Празднично блестели окна, отражая яркое весеннее солнце. Лишь одно окно было распахнуто, и в его проеме стояла маленькая девушка, очень худенькая, в цветастом сарафане. Она помещалась в окне вся и совершенно не была похожа ни на хозяйку, собирающуюся вымыть стекла, ни на самоубийцу, собравшуюся прыгать вниз, в поток гудящих машин. Просто стояла и курила, щурясь на солнце и отвлеченно улыбаясь своим мыслям.
Совершенно расслабленная, босиком, она шевелила пальцами уже за пределами подоконника, время от времени меняя позу. Она не выглядела обеспокоенной или напуганной, казалось, что у нее есть крылья, поэтому она не рискует сорваться вниз.
Она и не рисковала. Гимнастка и акробатка, она совершенно не боялась высоты. Ее малый рост, худенькое и сильное тело создавали с окном удивительно гармоничную картину. Но наблюдал ее только один человек – он стоял на противоположной стороне улицы, мешая прохожим, не в силах оторвать взгляд от того, что увидел в окне.
Было высоко, но он своим слабым зрением различал мельчайшие детали – лямку сарафана, съехавшую с плеча, выбившуюся из-под заколки прядь черных волос, каждый вдох, когда она затягивалась, каждый жест ее маленькой руки, поигрывающей зажигалкой.
Он больше представлял это, чем видел, потому что хорошо эту девушку знал. Настолько хорошо, насколько ее вообще кто-то мог знать. Более того – он ее любил.
Ощупью, не отводя взгляда от окна, он достал из кармана телефон и даже набрал номер. Поплыли долгие гудки.
– Соня.
– Что опять случилось?
– Соня, Сонечка… ты можешь подойти?
– Куда подойти, ты где?
– Я на Пятницкой, напротив ее дома. Соня, она сейчас выпрыгнет. Она стоит в окне. И точно выпрыгнет.
– Она тебя видит?
– Кажется, нет.
– Тогда не выпрыгнет. У тебя все?
– Сонечка, я боюсь. Выйди.
– Если я подойду, она нас точно заметит. И тогда выпрыгнет, будь уверен. Хватит истерить, ты не баба. Я еще после вчерашнего не отошла. Зачем ты туда поехал?

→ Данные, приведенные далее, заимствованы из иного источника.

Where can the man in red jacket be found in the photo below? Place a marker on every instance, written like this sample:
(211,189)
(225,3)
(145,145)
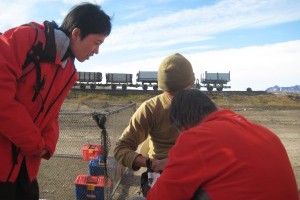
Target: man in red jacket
(220,155)
(32,92)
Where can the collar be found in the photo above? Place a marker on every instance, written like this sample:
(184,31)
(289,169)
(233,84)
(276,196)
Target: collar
(62,43)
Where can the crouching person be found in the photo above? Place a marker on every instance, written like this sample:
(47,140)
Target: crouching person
(220,155)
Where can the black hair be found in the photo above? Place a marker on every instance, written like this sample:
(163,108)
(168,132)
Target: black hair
(189,108)
(89,18)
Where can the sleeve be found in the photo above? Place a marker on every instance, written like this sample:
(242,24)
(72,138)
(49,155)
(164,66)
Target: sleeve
(16,123)
(136,132)
(183,173)
(50,134)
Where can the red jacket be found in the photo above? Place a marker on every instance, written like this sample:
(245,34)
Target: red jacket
(30,126)
(230,158)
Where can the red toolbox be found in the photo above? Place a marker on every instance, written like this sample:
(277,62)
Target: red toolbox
(91,151)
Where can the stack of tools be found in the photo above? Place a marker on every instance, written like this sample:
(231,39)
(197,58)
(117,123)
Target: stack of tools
(92,186)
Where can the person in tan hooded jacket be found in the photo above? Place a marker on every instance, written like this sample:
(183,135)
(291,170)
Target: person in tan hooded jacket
(150,123)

– Я шел мимо… я даже не знал, что она там.… Ноги ватные. Можно, я зайду к тебе?
– Можно.
Трясущимися руками он убрал телефон в карман, нащупал сигареты. Боялся прикурить, пошевелиться.
Когда поднял снова глаза на окно, девушки в нем уже не было. Опустить глаза вниз от страха он не мог, в горле пересохло, он не мог сделать даже затяжку сигаретой.
Внезапно окно захлопнулось. Изнутри. И только тогда он смог вдохнуть.
Четыре года назад эта улица была так же прекрасна. Ее только что перестроили, отмыли фасады, отремонтировали осыпавшиеся особнячки. Только лето было холодным, солнце появлялось редко, шли дожди, и клиенты приходили в ателье мокрые и замерзшие. Их отпаивали горячими напитками, внимательно выслушивали, снимали мерки и обсуждали уже готовые эскизы.
Ателье занималось спортивной одеждой – индивидуальными костюмами для фигуристов, гимнастов и танцоров. Клиенты все были известные, штучные, с каждым Катя занималась лично.
Она никогда не брезговала никаким этапом работы, могла и за машинку сесть, а больше любила шить на руках. Каждый стежок в этом ателье стоил как недорогое колье. Но за каждым этим стежком, за каждым костюмом впереди стояли награды, медали, толпы фанатов и горы цветов. А еще – и это Катя знала наверняка, – пот, кровь, годы боли, пустых надежд, ежедневного изматывающего труда, снова боли, травм, отчаяния. И, зачастую, полного одиночества.
Про все это она, совсем юная девочка, знала из личного опыта. Она сама воспитывалась в закрытом интернате для спортсменов, больше похожем на тюрьму для маленьких детей. Вспоминала с отвращением, с болью в сердце, но и с благодарностью за главное – за свой опыт и железный характер, который помог ей за двадцать пять лет прожить большую и умную жизнь.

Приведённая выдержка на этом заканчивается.